R.E.M. recorded 1998's Up, their first album without Berry, with Radiohead producer Nigel Godrich. I really liked that album. I haven't listened in years, but it was lush and pretty and downtempo, and it sounded nice next to Air, Belle And Sebastian, and all the other prettified soft-boy stuff that I was jamming at the time. (Lead single "Daysleeper" peaked at #18.) In 1998, R.E.M. also played the Tibetan Freedom Concert in DC, and that was the only time I ever saw them live. I don't remember their set anywhere near as well as the moment that Michael Stipe came out to sing "Lucky" with Radiohead, one of their openers on the Monster tour. That was fucking sick. (Radiohead's highest-charting single, 1993's "Creep," peaked at #2. It's a 10. They played that one in DC, too.)

In 1999, R.E.M. scored Miloš Forman's Man On The Moon, the Andy Kaufman biopic named after their own song, and their soundtrack single "The Great Beyond" reached #11. R.E.M. kept going into the 21st century, but they operated as a kind of boutique legacy act. They released four albums, all of which are fine and none of which are great. They toured arenas, with cool younger indie bands like Modest Mouse and the National as openers, and put out greatest-hits collections. They got into the Rock And Roll Hall Of Fame in 2006, their first year of eligibility, and Bill Berry came back to join them for that performance. They became absolute beasts on the AAA chart, where seven of their late-period singles reached #1. But on regular alternative radio, they were a non-factor. Only two of their 21st-century songs made the chart at all -- 2001's "Imitation Of Life," at #22, and 2008's "Supernatural Superserious," at #21. At the request of a Stereogum donor, I wrote a whole bonus Number Ones column about the latter song. It's a good one.
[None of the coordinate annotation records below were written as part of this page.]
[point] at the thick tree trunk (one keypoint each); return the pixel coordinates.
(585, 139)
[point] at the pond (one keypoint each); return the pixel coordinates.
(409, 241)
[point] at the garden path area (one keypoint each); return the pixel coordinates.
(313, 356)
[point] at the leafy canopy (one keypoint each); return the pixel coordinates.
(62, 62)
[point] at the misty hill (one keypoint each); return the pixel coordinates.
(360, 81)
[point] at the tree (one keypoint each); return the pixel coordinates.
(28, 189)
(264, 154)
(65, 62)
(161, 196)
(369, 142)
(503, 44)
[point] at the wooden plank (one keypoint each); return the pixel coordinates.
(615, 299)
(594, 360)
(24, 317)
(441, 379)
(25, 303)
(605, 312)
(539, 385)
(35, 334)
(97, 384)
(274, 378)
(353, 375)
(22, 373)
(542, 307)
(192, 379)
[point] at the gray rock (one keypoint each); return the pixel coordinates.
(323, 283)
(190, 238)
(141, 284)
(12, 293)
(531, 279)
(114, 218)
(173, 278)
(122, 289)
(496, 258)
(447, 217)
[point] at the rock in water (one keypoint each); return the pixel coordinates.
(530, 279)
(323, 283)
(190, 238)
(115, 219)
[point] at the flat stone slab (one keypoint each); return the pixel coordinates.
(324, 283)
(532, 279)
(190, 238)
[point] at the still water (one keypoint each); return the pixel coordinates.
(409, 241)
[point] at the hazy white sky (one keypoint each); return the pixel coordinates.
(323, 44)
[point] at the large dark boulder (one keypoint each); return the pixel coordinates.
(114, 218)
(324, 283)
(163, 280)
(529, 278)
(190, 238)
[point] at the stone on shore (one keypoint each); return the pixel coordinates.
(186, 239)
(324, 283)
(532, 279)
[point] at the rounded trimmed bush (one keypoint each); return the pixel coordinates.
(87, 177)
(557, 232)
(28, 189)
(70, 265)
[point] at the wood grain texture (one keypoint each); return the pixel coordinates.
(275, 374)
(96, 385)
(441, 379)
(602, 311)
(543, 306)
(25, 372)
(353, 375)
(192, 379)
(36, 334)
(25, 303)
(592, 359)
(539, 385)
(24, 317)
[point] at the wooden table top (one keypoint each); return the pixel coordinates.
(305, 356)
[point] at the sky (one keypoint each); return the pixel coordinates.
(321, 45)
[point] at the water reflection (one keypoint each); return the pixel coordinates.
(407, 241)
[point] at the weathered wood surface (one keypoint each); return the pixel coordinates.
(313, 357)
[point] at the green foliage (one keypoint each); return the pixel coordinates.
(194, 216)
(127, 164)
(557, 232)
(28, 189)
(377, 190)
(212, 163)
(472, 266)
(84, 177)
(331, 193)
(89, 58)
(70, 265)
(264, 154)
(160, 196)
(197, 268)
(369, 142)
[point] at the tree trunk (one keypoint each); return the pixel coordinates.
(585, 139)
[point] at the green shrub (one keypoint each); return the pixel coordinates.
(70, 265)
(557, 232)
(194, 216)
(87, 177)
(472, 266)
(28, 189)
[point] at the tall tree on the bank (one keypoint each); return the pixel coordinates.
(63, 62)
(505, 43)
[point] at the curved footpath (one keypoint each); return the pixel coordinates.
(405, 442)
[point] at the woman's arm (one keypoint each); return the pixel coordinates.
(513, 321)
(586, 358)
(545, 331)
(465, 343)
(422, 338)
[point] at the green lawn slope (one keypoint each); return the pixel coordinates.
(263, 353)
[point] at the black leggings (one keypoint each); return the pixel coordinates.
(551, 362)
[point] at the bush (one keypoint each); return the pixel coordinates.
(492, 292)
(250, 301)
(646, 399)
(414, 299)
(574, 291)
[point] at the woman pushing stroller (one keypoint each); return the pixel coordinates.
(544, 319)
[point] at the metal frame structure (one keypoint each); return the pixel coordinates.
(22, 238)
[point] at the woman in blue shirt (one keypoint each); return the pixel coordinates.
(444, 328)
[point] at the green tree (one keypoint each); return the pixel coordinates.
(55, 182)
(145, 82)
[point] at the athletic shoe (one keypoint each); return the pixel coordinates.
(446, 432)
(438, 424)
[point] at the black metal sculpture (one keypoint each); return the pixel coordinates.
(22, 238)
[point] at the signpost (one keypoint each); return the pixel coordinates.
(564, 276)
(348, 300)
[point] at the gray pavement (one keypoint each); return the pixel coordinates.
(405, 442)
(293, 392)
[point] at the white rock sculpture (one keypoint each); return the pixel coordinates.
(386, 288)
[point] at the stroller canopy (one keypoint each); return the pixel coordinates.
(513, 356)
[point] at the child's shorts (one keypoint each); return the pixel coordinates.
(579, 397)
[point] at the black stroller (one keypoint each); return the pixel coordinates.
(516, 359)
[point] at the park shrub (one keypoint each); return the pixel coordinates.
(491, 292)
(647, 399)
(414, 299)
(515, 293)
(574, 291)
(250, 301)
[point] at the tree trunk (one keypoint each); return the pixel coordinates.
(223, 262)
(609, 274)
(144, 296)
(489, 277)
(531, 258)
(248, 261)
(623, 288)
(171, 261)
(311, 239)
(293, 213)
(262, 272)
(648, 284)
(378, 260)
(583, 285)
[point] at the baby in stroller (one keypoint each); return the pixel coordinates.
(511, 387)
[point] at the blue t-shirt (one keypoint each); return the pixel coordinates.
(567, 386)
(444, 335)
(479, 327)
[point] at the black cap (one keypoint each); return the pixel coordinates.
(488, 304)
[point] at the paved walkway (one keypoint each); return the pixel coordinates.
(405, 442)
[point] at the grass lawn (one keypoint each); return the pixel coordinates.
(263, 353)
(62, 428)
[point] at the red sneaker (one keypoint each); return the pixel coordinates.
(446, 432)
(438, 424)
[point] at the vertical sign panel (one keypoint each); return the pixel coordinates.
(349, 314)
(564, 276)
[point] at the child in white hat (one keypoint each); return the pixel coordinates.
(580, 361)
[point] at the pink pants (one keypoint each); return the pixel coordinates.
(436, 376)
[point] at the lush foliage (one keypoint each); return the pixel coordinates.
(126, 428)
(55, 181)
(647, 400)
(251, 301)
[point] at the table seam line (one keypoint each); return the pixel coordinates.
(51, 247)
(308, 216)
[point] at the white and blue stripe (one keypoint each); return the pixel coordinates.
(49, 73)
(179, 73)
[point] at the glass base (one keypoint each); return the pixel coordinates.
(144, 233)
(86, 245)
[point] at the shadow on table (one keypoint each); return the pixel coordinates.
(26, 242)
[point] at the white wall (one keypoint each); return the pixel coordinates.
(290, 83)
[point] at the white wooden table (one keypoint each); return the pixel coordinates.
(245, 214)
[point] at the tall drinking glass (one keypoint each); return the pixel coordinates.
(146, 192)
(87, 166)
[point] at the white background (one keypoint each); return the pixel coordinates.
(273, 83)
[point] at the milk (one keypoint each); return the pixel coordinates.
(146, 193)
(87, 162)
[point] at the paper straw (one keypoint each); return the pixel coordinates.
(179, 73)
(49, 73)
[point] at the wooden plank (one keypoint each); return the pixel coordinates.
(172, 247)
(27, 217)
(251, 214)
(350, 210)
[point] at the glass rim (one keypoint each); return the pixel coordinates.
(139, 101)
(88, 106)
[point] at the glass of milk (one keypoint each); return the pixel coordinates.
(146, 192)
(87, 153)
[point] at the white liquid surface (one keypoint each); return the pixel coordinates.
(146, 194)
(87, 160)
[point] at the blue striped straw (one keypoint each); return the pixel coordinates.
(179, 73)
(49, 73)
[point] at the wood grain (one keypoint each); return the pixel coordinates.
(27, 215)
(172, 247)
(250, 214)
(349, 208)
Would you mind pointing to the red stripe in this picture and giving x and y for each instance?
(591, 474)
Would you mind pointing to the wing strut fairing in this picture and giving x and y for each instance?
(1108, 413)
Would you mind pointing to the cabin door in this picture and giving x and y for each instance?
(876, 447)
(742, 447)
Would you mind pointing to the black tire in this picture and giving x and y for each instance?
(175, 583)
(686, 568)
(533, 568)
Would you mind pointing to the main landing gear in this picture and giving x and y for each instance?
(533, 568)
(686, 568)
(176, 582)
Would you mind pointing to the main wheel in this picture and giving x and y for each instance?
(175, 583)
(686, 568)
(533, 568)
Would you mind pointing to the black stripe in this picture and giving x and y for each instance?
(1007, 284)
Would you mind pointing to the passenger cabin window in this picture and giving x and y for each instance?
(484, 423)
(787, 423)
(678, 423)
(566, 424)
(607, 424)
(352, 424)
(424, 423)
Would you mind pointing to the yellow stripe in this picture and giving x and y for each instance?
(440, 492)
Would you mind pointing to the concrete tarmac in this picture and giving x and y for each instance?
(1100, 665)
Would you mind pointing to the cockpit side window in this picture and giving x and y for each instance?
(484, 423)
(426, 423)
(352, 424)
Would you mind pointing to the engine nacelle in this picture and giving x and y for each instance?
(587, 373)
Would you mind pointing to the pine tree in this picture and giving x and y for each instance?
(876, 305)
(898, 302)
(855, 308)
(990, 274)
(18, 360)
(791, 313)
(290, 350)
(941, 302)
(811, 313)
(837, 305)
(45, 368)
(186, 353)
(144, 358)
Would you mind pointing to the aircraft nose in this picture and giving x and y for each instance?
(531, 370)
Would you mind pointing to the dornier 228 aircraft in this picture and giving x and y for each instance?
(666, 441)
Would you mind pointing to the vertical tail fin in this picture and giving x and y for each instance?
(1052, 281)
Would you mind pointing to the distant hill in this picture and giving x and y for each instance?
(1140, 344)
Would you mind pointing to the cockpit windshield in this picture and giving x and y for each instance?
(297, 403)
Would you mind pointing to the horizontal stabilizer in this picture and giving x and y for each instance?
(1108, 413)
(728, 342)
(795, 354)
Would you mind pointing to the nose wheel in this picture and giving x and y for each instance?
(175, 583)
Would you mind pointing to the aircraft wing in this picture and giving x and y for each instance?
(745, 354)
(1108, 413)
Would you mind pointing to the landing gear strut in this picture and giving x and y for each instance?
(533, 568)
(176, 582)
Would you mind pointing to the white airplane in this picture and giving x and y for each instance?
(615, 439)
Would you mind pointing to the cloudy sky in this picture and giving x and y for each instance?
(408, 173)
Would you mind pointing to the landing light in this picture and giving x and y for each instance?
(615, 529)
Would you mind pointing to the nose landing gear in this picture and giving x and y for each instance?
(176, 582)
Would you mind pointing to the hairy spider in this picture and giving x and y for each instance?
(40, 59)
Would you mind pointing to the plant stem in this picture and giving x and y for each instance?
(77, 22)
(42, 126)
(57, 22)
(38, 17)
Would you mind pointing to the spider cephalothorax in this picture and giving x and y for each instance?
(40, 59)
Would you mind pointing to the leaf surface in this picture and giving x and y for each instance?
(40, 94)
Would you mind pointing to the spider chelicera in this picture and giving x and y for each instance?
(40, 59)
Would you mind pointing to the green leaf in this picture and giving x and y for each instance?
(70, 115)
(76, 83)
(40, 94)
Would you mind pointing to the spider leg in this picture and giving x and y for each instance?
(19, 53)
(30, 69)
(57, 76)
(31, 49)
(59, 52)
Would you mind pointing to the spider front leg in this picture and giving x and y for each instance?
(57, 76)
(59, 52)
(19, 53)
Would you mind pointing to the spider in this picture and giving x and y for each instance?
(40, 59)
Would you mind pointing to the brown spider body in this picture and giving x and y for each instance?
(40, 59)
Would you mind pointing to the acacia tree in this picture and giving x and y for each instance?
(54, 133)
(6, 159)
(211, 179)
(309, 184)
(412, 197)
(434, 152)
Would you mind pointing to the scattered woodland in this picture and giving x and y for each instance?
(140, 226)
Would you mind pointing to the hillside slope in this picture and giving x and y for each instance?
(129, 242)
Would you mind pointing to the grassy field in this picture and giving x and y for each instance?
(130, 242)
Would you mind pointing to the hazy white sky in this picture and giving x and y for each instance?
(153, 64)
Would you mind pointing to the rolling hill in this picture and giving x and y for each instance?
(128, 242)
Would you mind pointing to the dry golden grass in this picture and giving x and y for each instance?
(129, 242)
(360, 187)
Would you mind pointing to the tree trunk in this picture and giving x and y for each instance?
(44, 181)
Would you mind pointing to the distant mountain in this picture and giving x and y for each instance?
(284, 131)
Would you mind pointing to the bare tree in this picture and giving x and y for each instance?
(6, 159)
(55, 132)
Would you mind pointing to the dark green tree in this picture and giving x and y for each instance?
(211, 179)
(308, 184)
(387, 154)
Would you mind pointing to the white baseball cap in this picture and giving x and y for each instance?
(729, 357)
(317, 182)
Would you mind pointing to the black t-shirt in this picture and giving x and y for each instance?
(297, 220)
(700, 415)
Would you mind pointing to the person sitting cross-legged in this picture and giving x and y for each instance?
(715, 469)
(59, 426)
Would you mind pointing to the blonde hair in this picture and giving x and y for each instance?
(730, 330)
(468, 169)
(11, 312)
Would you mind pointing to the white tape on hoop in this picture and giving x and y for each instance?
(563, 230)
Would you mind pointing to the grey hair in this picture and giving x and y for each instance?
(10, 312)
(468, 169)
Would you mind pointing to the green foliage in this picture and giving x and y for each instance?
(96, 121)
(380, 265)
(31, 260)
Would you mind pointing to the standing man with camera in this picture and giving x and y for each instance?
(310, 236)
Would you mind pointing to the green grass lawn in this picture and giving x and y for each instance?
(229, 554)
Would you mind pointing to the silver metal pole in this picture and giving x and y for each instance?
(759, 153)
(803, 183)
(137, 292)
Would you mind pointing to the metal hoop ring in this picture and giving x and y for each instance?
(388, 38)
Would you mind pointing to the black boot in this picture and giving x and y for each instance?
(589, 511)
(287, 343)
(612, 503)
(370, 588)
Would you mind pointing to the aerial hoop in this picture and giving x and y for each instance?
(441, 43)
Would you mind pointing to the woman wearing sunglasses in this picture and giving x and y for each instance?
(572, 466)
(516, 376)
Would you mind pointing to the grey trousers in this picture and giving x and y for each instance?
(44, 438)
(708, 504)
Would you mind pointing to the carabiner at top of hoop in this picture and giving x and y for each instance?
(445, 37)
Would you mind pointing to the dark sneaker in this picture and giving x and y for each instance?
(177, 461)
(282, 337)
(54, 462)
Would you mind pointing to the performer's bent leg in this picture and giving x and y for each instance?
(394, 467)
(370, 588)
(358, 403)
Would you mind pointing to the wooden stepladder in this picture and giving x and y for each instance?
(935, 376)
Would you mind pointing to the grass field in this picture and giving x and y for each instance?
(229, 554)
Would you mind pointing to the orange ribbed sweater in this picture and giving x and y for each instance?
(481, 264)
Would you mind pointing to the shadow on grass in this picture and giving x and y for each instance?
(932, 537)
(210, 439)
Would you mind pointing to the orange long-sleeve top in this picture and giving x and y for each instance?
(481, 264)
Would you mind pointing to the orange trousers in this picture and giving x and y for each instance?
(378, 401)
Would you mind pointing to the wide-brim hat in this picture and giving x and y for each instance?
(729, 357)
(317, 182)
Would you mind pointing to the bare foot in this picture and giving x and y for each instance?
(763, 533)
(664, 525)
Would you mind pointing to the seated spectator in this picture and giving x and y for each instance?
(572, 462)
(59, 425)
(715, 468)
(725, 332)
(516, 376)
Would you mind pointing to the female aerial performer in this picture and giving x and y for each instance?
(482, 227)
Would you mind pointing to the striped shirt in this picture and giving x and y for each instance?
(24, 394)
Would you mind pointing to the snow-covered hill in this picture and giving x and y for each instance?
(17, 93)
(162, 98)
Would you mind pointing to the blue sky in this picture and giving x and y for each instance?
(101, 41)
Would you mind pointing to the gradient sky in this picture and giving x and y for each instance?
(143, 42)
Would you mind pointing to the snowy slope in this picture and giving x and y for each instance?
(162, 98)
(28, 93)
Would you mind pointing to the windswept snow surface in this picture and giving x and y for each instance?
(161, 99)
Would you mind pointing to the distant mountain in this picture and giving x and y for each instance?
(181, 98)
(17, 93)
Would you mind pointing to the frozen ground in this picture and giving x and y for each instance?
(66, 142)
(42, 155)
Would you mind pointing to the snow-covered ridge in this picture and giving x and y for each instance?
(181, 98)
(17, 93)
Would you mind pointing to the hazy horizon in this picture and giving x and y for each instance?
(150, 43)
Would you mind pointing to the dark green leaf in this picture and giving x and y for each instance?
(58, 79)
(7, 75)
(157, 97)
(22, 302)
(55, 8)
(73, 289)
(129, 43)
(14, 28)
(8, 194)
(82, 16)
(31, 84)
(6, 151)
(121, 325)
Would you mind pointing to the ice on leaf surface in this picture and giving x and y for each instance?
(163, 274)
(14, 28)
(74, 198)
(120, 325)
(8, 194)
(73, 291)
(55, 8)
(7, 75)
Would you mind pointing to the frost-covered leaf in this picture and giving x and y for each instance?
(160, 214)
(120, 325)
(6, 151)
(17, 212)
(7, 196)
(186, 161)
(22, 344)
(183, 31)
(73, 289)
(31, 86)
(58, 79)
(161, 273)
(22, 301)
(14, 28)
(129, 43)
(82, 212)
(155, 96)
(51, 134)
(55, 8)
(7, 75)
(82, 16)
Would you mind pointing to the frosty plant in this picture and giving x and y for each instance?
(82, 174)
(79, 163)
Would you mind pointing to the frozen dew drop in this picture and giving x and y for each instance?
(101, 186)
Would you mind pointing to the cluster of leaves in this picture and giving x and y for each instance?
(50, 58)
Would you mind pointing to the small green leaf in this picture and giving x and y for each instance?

In 2011, shortly after the release of their album Collapse Into Now, R.E.M. announced that they were breaking up. There was no final tour, no farewell show, no ceremony whatsoever. It was just a no-fuss notice on their website, a definitive and matter-of-fact endpoint that I respect enormously. Since then, they've all gotten back together a few times. When they were inducted into the Songwriters Hall Of Fame last year, for instance, they reunited for a TV interview and a one-song performance. They all seem to be friendly with each other, and they've all got their own things going on these days. They insist that they'll never do a full-on reunion, and that's fine with me. If they change their minds and do one someday, that would be fine, too.

In a way, R.E.M.'s afterlife has been the best-case scenario for a band of their stature. They're all alive and seemingly healthy, which isn't true of so many other bands that have been in this column. They're presumably still spending the money from their '90s Warner deal. At this point, I don't hear too many younger bands with direct, identifiable R.E.M. influences, but maybe that's because R.E.M. are too foundational to the entire idea of American indie rock. Maybe R.E.M.'s influence is like the Beatles' influence -- something so huge and overwhelming that you don't even notice it.

R.E.M. continue to have cultural moments, like when Michael Shannon takes his cover band on tour or when The New York Times runs a huge feature on Michael Stipe's struggle to make a solo record. These are the kinds of things that might remind you that R.E.M. are great and you should listen to them more often. Whenever you have that thought, you are correct. R.E.M. are great, and you should listen to them more often. That might seem like vague and obvious praise, but you'd never catch me saying the same thing about, say, Pavement.

GRADE: 7/10

BONUS BEATS: "Bang And Blame" hasn't had the same afterlife as a ton of other R.E.M. songs. So instead of dredging up some random cover or just posting an SNL performance, I'd rather use this space to spotlight a different Monster song that has had an afterlife. The Bear, a show that I love, has used "Strange Currencies" as a kind of recurring love theme, and it always hits like a drug. Here's its first appearance, from the 2023 episode where the song soundtracks a chance grocery-store meeting between Jeremy Allen White and Molly Gordon:

THE NUMBER TWOS: Weezer's wacky fun-times power-pop cruncher "Buddy Holly" peaked at #2 behind "Bang And Blame." It's a 9.